Da ultimo, nel confronto Spagna-Italia vale la pena di considerare anche che cosa è accaduto all’occupazione durante la crisi e la successiva ripresa. Analizzeremo qui i dati grezzi delle indagini sulla forza lavoro prendendo in esame tre trimestri omogenei e quindi confrontabili senza operazioni di destagionalizzazione, cioè i secondi trimestri del 2007 (pre-crisi), del 2013 (punto di minimo dell’occupazione) e del 2016 (ultimo trimestre disponibile). Ebbene, tra il secondo trimestre 2007 e il secondo trimestre 2013 la Spagna ha perso 3 milioni e 486 mila occupati mentre l’Italia ne ha persi 1 milione e 52 mila. Poi a tutto il secondo trimestre 2016 la Spagna ne ha recuperati 1 milione e 141 mila mentre l’Italia 718 mila. La differenza tra la Spagna e l’Italia è piuttosto evidente. Il nostro Paese ha ricostituito il 68% dei posti di lavoro persi durante la crisi mentre la Spagna soltanto il 33%. In Italia, in particolare, confrontando i dati grezzi del secondo trimestre 2014 con quelli del secondo trimestre 2016, cioè il periodo del Governo Renzi, la crescita tendenziale degli occupati è stata di 619 mila unità, di cui ben +439 mila nell’ultimo anno grazie al Jobs Act.

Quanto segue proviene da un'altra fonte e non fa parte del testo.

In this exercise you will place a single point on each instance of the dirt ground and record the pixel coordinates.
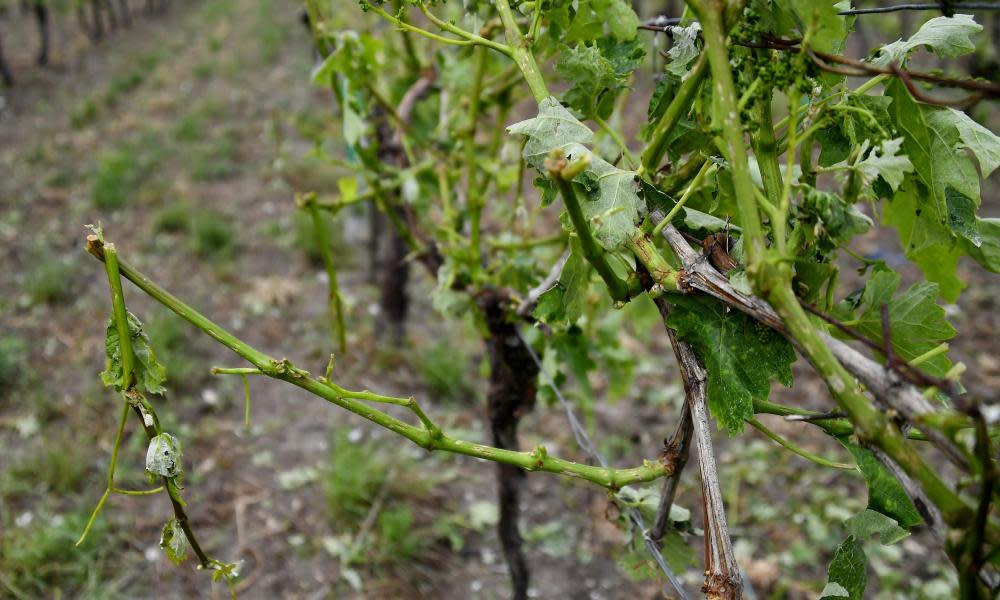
(193, 112)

Dunque non tutto il Pil che luccica è oro ed altre variabili socio-economiche sono altrettanto importanti per capire se la vita dei cittadini dopo la lunga crisi economica è migliore in Italia piuttosto che in Spagna (o in Irlanda). E se il lavoro del nuovo Governo Rajoy in campo economico d’ora in avanti sarà più facile di quello del Governo Renzi.